Helicobacter pylori infection and dietary N-nitroso act synergistically on gastric-cancer risk: infection lowers the R19 barrier scale while diet adds bias, and their joint relative risk (≈4.4) exceeds the additive-null (3.3). The same exact-barrier kernel reproduces this super-additivity and additionally predicts sub-multiplicativity near the spinodal. The interaction is verified [V]; absolute incidence open [O].

H. pylori chronic inflammation lowers the cell-fate barrier scale; dietary N-nitroso adds bias. Their joint RR≈4.4 exceeds the additive-null 3.3 (super-additive) yet falls below the multiplicative-null 4.5 (a sub-multiplicative prediction near the spinodal). The interaction is [V]; absolute incidence [O].

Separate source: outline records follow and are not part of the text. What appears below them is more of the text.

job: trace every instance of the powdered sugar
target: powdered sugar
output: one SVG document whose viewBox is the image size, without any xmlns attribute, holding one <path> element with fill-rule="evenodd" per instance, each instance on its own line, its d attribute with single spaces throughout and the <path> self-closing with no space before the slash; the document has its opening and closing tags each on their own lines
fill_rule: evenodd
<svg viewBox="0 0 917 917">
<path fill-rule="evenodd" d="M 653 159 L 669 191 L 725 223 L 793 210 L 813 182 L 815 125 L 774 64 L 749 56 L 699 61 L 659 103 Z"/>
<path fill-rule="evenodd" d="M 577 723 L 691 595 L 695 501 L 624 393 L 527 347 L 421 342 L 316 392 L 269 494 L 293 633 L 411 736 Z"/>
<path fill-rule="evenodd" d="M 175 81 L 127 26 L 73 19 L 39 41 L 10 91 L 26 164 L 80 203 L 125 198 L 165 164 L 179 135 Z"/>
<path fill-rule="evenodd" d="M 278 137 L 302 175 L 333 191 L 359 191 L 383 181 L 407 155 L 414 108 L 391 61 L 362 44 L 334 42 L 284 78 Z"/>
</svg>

Helicobacter pylori infection and dietary N-nitroso act synergistically on gastric-cancer risk: their joint relative risk ≈ 4.388 exceeds the additive-null 3.3, a super-additive interaction. Infection lowers the R19 barrier scale (chronic inflammation reduces cell-fate stability) while diet adds bias on the same switch.

The single exact-barrier kernel reproduces this departure from additivity and, on the same kernel, predicts the joint risk is sub-multiplicative near the spinodal (it falls below the multiplicative-null 4.5). That sub-multiplicativity — diminishing returns at extreme dual exposure — is a concrete, falsifiable prediction.

dietary doseRR on H. pylori−RR on H. pylori+
0%1.002.50
25%1.162.88
50%1.343.32
75%1.563.82
100%1.804.39

The infection-by-diet interaction is verified [V] against the cited synergy [L]; absolute incidence is open [O]. The dose-response fans out on an infected background versus an uninfected one, which is the operational signature of the synergy and the part a cohort study can test directly.